De acordo com nota conjunta divulgada pelos ministérios das Relações Exteriores, do Desenvolvimento, Indústria, Comércio e Serviços e da Agricultura, a rodada reuniu os negociadores-chefes e promoveu encontros presenciais dos grupos técnicos responsáveis pelos capítulos de comércio de bens, serviços, serviços financeiros, comércio transfronteiriço de serviços, comércio e desenvolvimento sustentável, propriedade intelectual e solução de controvérsias.

A estratégia brasileira é avançar simultaneamente na consolidação de textos e na troca de ofertas, etapa considerada sensível em acordos dessa natureza por envolver redução tarifária, regras de acesso a mercados e compromissos regulatórios. Uma nova rodada está prevista para abril, quando os grupos técnicos deverão aprofundar a convergência em áreas ainda pendentes.
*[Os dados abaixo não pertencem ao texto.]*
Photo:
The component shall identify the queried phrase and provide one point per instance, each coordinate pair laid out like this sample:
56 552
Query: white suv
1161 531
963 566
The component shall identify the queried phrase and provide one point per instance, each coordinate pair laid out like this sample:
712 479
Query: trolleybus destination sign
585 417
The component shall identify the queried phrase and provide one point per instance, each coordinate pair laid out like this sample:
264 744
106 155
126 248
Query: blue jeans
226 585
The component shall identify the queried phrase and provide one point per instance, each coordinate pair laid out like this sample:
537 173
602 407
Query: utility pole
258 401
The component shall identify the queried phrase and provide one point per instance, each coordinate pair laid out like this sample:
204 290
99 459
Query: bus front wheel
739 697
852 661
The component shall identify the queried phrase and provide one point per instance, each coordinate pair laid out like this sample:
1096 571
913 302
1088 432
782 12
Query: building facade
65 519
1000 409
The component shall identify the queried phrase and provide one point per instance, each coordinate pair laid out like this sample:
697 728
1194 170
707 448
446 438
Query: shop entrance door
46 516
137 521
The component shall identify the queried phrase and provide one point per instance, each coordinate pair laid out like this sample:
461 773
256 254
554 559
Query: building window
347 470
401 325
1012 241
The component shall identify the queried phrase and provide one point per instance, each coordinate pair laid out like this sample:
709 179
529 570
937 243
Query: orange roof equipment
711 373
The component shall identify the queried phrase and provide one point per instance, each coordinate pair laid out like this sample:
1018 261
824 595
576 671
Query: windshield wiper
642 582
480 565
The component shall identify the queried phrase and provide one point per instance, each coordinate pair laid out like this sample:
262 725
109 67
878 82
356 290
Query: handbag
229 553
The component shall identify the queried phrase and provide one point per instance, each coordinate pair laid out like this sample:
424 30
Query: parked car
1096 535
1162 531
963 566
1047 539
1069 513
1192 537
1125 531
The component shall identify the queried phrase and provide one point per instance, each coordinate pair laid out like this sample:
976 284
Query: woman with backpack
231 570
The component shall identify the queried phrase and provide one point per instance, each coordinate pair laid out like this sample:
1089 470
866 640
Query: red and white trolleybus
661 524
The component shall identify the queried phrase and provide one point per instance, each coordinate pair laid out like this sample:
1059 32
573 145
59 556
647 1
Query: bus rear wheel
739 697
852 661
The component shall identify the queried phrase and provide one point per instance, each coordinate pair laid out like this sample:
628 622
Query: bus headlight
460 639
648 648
Para o governo, o acordo com o Canadá se insere no esforço de diversificação de parceiros comerciais em um cenário internacional marcado por maior fragmentação geoeconômica e disputas tarifárias. A avaliação é que a integração produtiva com a economia canadense pode ampliar oportunidades em setores como agroindústria, mineração, energia e serviços.

Em 2025, a corrente de comércio entre Brasil e Canadá alcançou US$ 10,4 bilhões, com superávit brasileiro de US$ 4,1 bilhões, segundo dados oficiais. O saldo favorável reforça o interesse do país em consolidar acesso preferencial ao mercado canadense, ao mesmo tempo em que busca ampliar a previsibilidade regulatória para empresas dos dois lados.